L’importante è contaminarsi e contaminare. Mettere insieme tutto e il contrario di tutto, fidarsi del jazz, convertirsi alla new age, accendere un cero al rock, fermarsi a fare compere in un suk. È la logica dei Terre differenti, è il verbo di “Cities of dreams”, il loro secondo album. Un lavoro molto ben curato, figlio di un melting pot a tutto campo, fusione di stili, di antico e moderno, di oriente e occidente. Un atterraggio tra le lande della world-music, proposta in chiave elettronico-acustica e corrotta dalla potenza della madre-terra, ispirata da arrangiamenti sempre all’altezza e mai banali.

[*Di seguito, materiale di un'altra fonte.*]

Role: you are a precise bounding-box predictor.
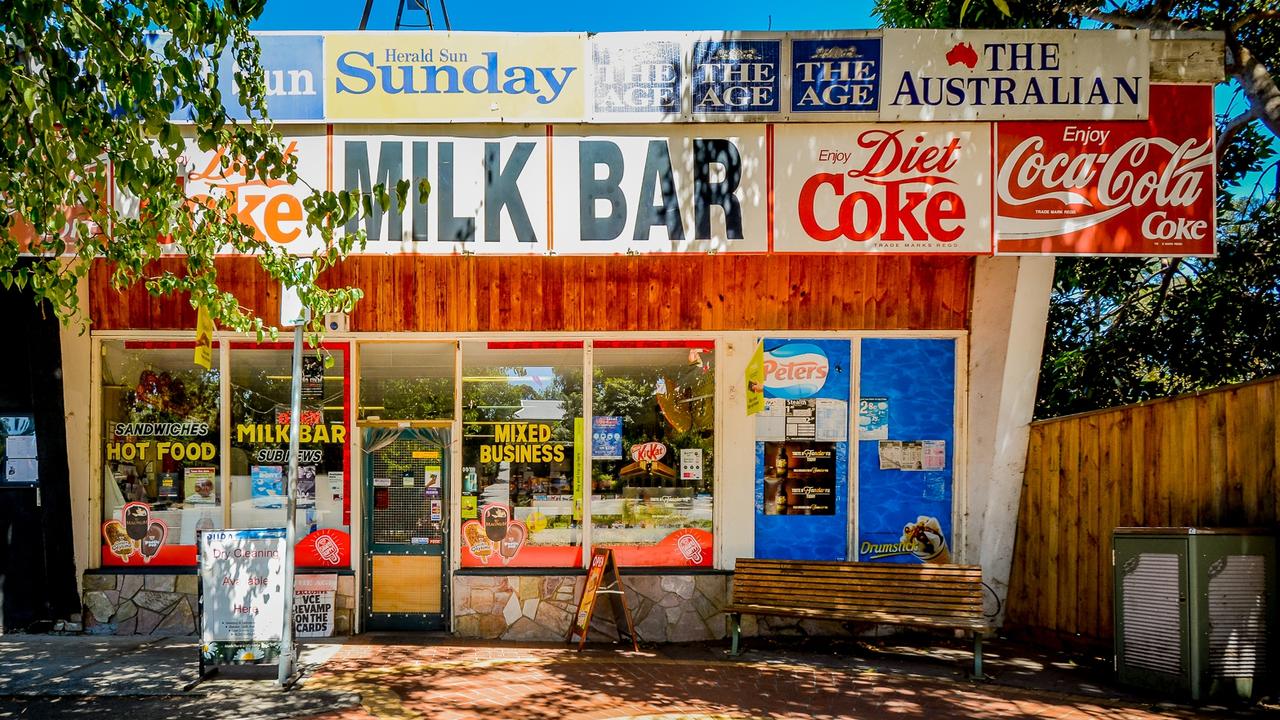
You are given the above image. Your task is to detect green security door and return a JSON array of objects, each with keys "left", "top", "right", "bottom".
[{"left": 364, "top": 427, "right": 449, "bottom": 630}]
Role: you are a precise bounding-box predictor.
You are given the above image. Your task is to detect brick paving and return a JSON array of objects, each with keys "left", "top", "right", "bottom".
[{"left": 305, "top": 639, "right": 1228, "bottom": 720}]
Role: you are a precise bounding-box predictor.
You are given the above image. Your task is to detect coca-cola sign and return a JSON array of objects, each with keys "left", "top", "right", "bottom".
[
  {"left": 996, "top": 85, "right": 1215, "bottom": 256},
  {"left": 773, "top": 123, "right": 991, "bottom": 254}
]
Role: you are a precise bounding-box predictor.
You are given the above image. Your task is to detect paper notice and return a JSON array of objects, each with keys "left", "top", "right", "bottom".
[
  {"left": 755, "top": 397, "right": 787, "bottom": 442},
  {"left": 814, "top": 397, "right": 849, "bottom": 442},
  {"left": 4, "top": 436, "right": 36, "bottom": 457}
]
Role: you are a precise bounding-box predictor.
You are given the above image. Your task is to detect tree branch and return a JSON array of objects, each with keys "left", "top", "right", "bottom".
[{"left": 1216, "top": 106, "right": 1258, "bottom": 161}]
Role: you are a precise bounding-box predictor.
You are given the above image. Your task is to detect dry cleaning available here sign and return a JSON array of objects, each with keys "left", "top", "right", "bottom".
[{"left": 200, "top": 528, "right": 285, "bottom": 653}]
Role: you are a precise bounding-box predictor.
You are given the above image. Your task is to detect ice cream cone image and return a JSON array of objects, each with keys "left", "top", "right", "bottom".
[{"left": 902, "top": 515, "right": 951, "bottom": 565}]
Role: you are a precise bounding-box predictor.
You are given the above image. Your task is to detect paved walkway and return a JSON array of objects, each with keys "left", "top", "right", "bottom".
[
  {"left": 305, "top": 637, "right": 1259, "bottom": 720},
  {"left": 0, "top": 634, "right": 1275, "bottom": 720}
]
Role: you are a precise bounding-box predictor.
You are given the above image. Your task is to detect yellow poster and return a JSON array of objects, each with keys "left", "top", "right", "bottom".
[
  {"left": 196, "top": 305, "right": 214, "bottom": 370},
  {"left": 746, "top": 341, "right": 764, "bottom": 415},
  {"left": 324, "top": 32, "right": 586, "bottom": 122}
]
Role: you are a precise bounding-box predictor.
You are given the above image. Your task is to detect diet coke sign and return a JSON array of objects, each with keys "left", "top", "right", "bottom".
[
  {"left": 773, "top": 123, "right": 991, "bottom": 254},
  {"left": 996, "top": 85, "right": 1215, "bottom": 256}
]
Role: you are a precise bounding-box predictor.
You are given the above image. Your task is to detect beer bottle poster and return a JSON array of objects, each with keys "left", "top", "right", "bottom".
[
  {"left": 764, "top": 442, "right": 836, "bottom": 515},
  {"left": 856, "top": 338, "right": 956, "bottom": 564},
  {"left": 755, "top": 338, "right": 852, "bottom": 560}
]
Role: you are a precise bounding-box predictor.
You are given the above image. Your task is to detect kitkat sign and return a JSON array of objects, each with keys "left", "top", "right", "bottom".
[
  {"left": 996, "top": 85, "right": 1215, "bottom": 256},
  {"left": 773, "top": 123, "right": 991, "bottom": 254}
]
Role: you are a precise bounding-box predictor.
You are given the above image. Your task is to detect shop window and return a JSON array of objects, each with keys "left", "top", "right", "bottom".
[
  {"left": 230, "top": 345, "right": 351, "bottom": 568},
  {"left": 591, "top": 341, "right": 716, "bottom": 568},
  {"left": 461, "top": 342, "right": 585, "bottom": 568},
  {"left": 101, "top": 341, "right": 223, "bottom": 566},
  {"left": 360, "top": 342, "right": 456, "bottom": 420}
]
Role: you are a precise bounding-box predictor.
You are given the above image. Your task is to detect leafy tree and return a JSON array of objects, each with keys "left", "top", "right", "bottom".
[
  {"left": 0, "top": 0, "right": 386, "bottom": 333},
  {"left": 877, "top": 0, "right": 1280, "bottom": 416}
]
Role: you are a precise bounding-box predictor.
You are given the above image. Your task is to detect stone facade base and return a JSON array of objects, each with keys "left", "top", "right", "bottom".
[
  {"left": 453, "top": 574, "right": 730, "bottom": 642},
  {"left": 82, "top": 571, "right": 356, "bottom": 635}
]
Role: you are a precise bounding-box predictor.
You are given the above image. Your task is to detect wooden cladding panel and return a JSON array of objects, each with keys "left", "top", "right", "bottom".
[
  {"left": 1006, "top": 377, "right": 1280, "bottom": 646},
  {"left": 90, "top": 255, "right": 973, "bottom": 332}
]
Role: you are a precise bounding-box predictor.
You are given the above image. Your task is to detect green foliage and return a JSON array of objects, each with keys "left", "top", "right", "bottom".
[
  {"left": 877, "top": 0, "right": 1280, "bottom": 418},
  {"left": 0, "top": 0, "right": 414, "bottom": 337}
]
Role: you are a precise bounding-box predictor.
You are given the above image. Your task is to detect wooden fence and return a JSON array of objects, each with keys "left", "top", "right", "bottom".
[{"left": 1006, "top": 377, "right": 1280, "bottom": 646}]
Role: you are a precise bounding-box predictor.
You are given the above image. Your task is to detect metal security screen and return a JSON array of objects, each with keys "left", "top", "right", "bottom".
[{"left": 371, "top": 438, "right": 444, "bottom": 546}]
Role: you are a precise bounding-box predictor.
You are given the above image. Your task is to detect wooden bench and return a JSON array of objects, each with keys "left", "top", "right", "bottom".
[{"left": 724, "top": 559, "right": 991, "bottom": 678}]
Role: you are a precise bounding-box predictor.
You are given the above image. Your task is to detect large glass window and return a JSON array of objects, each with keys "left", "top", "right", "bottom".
[
  {"left": 591, "top": 341, "right": 716, "bottom": 566},
  {"left": 230, "top": 343, "right": 351, "bottom": 568},
  {"left": 462, "top": 342, "right": 585, "bottom": 568},
  {"left": 360, "top": 342, "right": 456, "bottom": 420},
  {"left": 101, "top": 341, "right": 223, "bottom": 565}
]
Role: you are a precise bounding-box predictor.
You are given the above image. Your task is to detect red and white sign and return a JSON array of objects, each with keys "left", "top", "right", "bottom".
[
  {"left": 996, "top": 85, "right": 1216, "bottom": 256},
  {"left": 631, "top": 442, "right": 667, "bottom": 462},
  {"left": 773, "top": 123, "right": 991, "bottom": 254}
]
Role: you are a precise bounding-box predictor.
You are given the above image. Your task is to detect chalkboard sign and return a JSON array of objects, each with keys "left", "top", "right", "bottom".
[{"left": 566, "top": 548, "right": 640, "bottom": 652}]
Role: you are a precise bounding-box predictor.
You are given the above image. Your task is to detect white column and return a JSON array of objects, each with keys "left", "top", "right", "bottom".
[
  {"left": 59, "top": 269, "right": 94, "bottom": 588},
  {"left": 965, "top": 258, "right": 1053, "bottom": 623},
  {"left": 716, "top": 333, "right": 756, "bottom": 570}
]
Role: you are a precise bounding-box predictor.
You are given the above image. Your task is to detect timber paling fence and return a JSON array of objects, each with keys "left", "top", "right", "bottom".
[{"left": 1005, "top": 375, "right": 1280, "bottom": 648}]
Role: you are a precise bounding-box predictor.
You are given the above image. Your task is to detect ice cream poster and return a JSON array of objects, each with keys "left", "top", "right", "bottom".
[
  {"left": 855, "top": 338, "right": 956, "bottom": 564},
  {"left": 462, "top": 505, "right": 529, "bottom": 565},
  {"left": 102, "top": 502, "right": 169, "bottom": 564}
]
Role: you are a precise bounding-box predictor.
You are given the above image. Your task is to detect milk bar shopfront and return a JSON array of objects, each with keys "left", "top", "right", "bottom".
[{"left": 63, "top": 25, "right": 1212, "bottom": 642}]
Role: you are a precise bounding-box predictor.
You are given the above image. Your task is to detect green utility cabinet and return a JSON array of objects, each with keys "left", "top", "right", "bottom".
[{"left": 1111, "top": 528, "right": 1276, "bottom": 702}]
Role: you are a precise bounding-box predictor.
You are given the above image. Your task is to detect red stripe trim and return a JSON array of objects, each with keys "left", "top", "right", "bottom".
[
  {"left": 595, "top": 340, "right": 716, "bottom": 351},
  {"left": 488, "top": 340, "right": 582, "bottom": 350}
]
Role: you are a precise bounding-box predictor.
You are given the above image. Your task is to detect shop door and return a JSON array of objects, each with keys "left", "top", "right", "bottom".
[{"left": 364, "top": 428, "right": 449, "bottom": 630}]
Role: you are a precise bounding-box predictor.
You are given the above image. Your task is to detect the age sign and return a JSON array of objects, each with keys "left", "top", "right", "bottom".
[
  {"left": 773, "top": 123, "right": 991, "bottom": 254},
  {"left": 996, "top": 85, "right": 1215, "bottom": 256},
  {"left": 182, "top": 135, "right": 325, "bottom": 255}
]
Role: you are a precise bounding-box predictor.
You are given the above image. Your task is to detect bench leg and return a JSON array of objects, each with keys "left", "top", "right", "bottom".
[
  {"left": 973, "top": 633, "right": 986, "bottom": 680},
  {"left": 728, "top": 612, "right": 742, "bottom": 657}
]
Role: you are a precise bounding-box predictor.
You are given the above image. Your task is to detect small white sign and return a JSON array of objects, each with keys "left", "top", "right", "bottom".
[{"left": 680, "top": 447, "right": 703, "bottom": 480}]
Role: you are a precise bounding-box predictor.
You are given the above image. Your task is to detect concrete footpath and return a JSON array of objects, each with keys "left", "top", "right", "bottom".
[{"left": 0, "top": 634, "right": 1280, "bottom": 720}]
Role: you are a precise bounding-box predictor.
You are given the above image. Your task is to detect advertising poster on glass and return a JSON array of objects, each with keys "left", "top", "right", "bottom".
[
  {"left": 858, "top": 338, "right": 956, "bottom": 564},
  {"left": 755, "top": 338, "right": 851, "bottom": 560}
]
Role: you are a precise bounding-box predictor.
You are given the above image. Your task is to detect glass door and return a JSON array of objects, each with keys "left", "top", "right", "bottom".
[{"left": 364, "top": 428, "right": 449, "bottom": 630}]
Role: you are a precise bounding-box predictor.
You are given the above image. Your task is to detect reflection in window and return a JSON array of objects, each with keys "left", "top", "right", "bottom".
[
  {"left": 230, "top": 345, "right": 351, "bottom": 568},
  {"left": 591, "top": 341, "right": 716, "bottom": 566},
  {"left": 101, "top": 341, "right": 223, "bottom": 565},
  {"left": 461, "top": 342, "right": 584, "bottom": 568},
  {"left": 360, "top": 342, "right": 454, "bottom": 420}
]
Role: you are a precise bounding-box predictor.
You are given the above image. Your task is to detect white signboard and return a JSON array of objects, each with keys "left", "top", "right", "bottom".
[
  {"left": 553, "top": 126, "right": 768, "bottom": 255},
  {"left": 293, "top": 573, "right": 338, "bottom": 638},
  {"left": 879, "top": 29, "right": 1151, "bottom": 122},
  {"left": 200, "top": 528, "right": 284, "bottom": 646},
  {"left": 179, "top": 129, "right": 328, "bottom": 255},
  {"left": 680, "top": 447, "right": 703, "bottom": 480},
  {"left": 773, "top": 123, "right": 992, "bottom": 254},
  {"left": 333, "top": 127, "right": 549, "bottom": 255}
]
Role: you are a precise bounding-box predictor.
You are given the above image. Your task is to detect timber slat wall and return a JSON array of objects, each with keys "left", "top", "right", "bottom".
[
  {"left": 1006, "top": 377, "right": 1280, "bottom": 646},
  {"left": 90, "top": 255, "right": 973, "bottom": 332}
]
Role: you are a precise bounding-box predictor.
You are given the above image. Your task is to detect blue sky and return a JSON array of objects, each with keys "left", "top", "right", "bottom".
[{"left": 255, "top": 0, "right": 879, "bottom": 32}]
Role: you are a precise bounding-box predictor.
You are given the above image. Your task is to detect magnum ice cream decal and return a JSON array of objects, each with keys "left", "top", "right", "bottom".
[
  {"left": 102, "top": 502, "right": 169, "bottom": 562},
  {"left": 462, "top": 505, "right": 529, "bottom": 565}
]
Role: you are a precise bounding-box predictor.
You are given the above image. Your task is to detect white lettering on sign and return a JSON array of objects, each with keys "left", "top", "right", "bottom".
[{"left": 774, "top": 124, "right": 991, "bottom": 252}]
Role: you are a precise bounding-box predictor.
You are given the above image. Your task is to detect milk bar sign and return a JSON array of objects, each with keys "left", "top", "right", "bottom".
[{"left": 879, "top": 29, "right": 1151, "bottom": 120}]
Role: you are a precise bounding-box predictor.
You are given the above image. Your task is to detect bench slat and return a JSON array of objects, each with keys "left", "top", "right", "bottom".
[
  {"left": 724, "top": 605, "right": 991, "bottom": 630},
  {"left": 733, "top": 594, "right": 983, "bottom": 618}
]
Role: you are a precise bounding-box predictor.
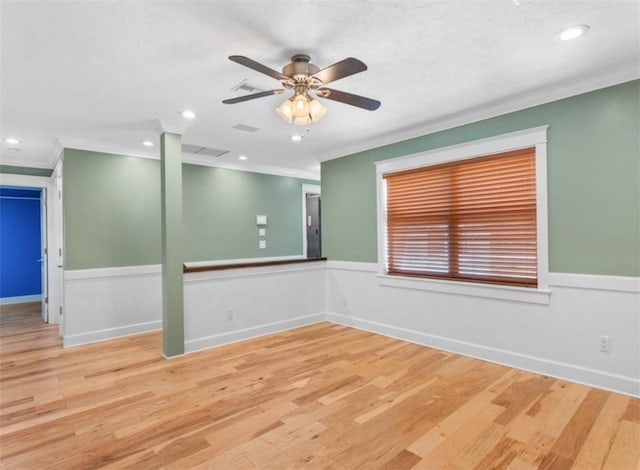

L’unico problema è un po’ di monotonia, che fa spesso capolino, specie nella prima parte del cd, quando le atmosfere dei pezzi si appesantiscono dietro un suono a volte troppo meccanico, risentendo eccessivamente di una certa piattezza in salsa new age. Anche se nessuno potrà mai disconoscere la bellezza dell’atmosfera onirica di “Flower of sorrow” (un piccolo capolavoro), le cose migliori “Cities of dreams” le offre quando i Terre differenti mettono insieme minimalismo elettronico e richiami jazz (“Jaded moons”), tirano fuori le chitarre di Robert Fripp (“Lost in her world”) e omaggiano i primissimi Genesis (quelli di Peter Gabriel). Cose decisamente interessantii, che però cozzano con tutto il resto della track-list e con i suoi eccessi di autocompiacimento.